On October 16, Institutional Shareholder Services (ISS) published for comment proposed changes to its proxy voting policies for 2013. ISS’ proposed policy updates for 2013 applicable to US issuers relate to board responsiveness to majority-supported shareholder proposals, management “say on pay” proposals, say on “golden parachute” proposals, and the use of environmental and social metrics in determining executive compensation:
Board Responses to Majority-Supported Shareholder Proposals. ISS proposed a policy to recommend that shareholders vote against the election of, or withhold votes from, an entire board of directors if the board failed to act on a shareholder proposal that received the support of a majority of votes cast in the previous year. Under its current policy, ISS recommends that shareholders vote against (or withhold votes from) directors if the board failed to act on a shareholder proposal that received support of (i) a majority of shares outstanding in the previous year or (ii) a majority of the votes cast in the last year and one of the two previous years. According to ISS, the proposed change is intended to reflect institutional investors’ growing expectation that issuers will implement shareholder proposals that receive support from a majority of votes cast, as well as increased issuer responsiveness to shareholder proposals, based on the results of ISS’ 2012-2013 Policy Survey (the ISS Policy Survey).
Management Say on Pay Proposals. With respect to management “say on pay” advisory votes, ISS proposed to modify its methodology for selecting peer groups as part of its quantitative analysis, incorporate comparisons of “realizable” compensation to grant date pay as part of its qualitative analysis of pay for performance alignment, and add pledging of shares as a factor that may lead to a negative recommendation under ISS’ existing problematic pay practices evaluation.

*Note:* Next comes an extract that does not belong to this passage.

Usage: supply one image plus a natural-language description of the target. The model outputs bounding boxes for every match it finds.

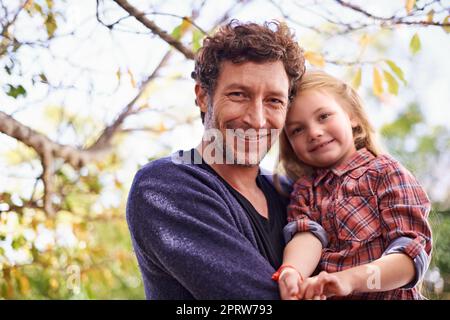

- Peer Group Selection. Currently, ISS’ pay for performance evaluation begins with a quantitative comparison of a company’s performance to that of a peer group selected by ISS based on the company’s Global Industry Classification Standard (GICS) classification. According to ISS, its current methodology may omit competitors of the target company and/or include firms that are not properly considered “peers” for a number of reasons, including the fact that many companies (or their competitors) may engage in multiple lines of business that are not reflected in the GICS classification. Under the proposed policy revisions, ISS would give increased deference to company-selected peers as an input in ISS’ peer group methodology, while maintaining an approach that includes company size and market capitalization constraints.
- Realizable Pay. ISS is also considering adding realizable pay to its qualitative analysis of say on pay proposals for large companies. The revised policy would take into account not only the grant date value of compensation paid to executives, but also the change in value of performance-based awards based on the actual performance of a company’s stock.
- Pledging Company Stock. ISS proposed to add pledging of shares as a factor that may lead to a negative recommendation under ISS’ existing pay practices evaluation. ISS noted that pledging company stock by a named executive officer could be detrimental to shareholders if the executive is required to sell a large amount of stock, and may be utilized as part of a hedging strategy that could immunize an executive from the negative performance of the stock.
Say on Golden Parachute Proposals. ISS proposed to update its current policy on proposals to approve compensation payable to named executive officers in connection with a change in control of an issuer (i.e., “golden parachute” proposals). Pursuant to the Dodd-Frank Wall Street Reform and Consumer Protection Act, issuers are required to hold separate shareholder votes on potential golden parachute payments when they seek approval of mergers and similar transactions. ISS proposed to update its policy with respect to votes on golden parachute payments (i) to consider existing change-in-control arrangements maintained with named executive officers rather than focusing only on new or extended arrangements and (ii) to place additional scrutiny on multiple problematic features in change-in-control arrangements that will result in a negative recommendation (such as single trigger cash severance or option acceleration or excessive severance). Under the proposed policy, ISS would make voting recommendations on a case-by-case basis with respect to golden parachute proposals, taking into account existing change-in-control arrangements maintained with named executive officers (in addition to considering new or extended arrangements). ISS also noted that it would evaluate golden parachute compensation in assessing broader say on pay proposals in accordance with the above guidelines.
Environmental and Social Non-Performance Compensation Proposals. ISS proposed to modify its existing policy of recommending that shareholders vote against proposals to link executive compensation to environmental or social (non-financial) metrics (Sustainability Metrics). Under the proposed policy, ISS would consider proposals to link executive compensation to Sustainability Metrics on a case-by-case basis. According to ISS, the proposal is intended to provide ISS with greater flexibility, particularly in light of the increased use of Sustainability Metrics in determining executive compensation and the results of the ISS Policy Survey, wherein approximately two thirds of investor respondents indicated either that the use of Sustainability Metrics in executive compensation would be beneficial or that a case-by-case approach is appropriate.
The comment period for ISS’ 2013 proxy voting policies ends on October 31.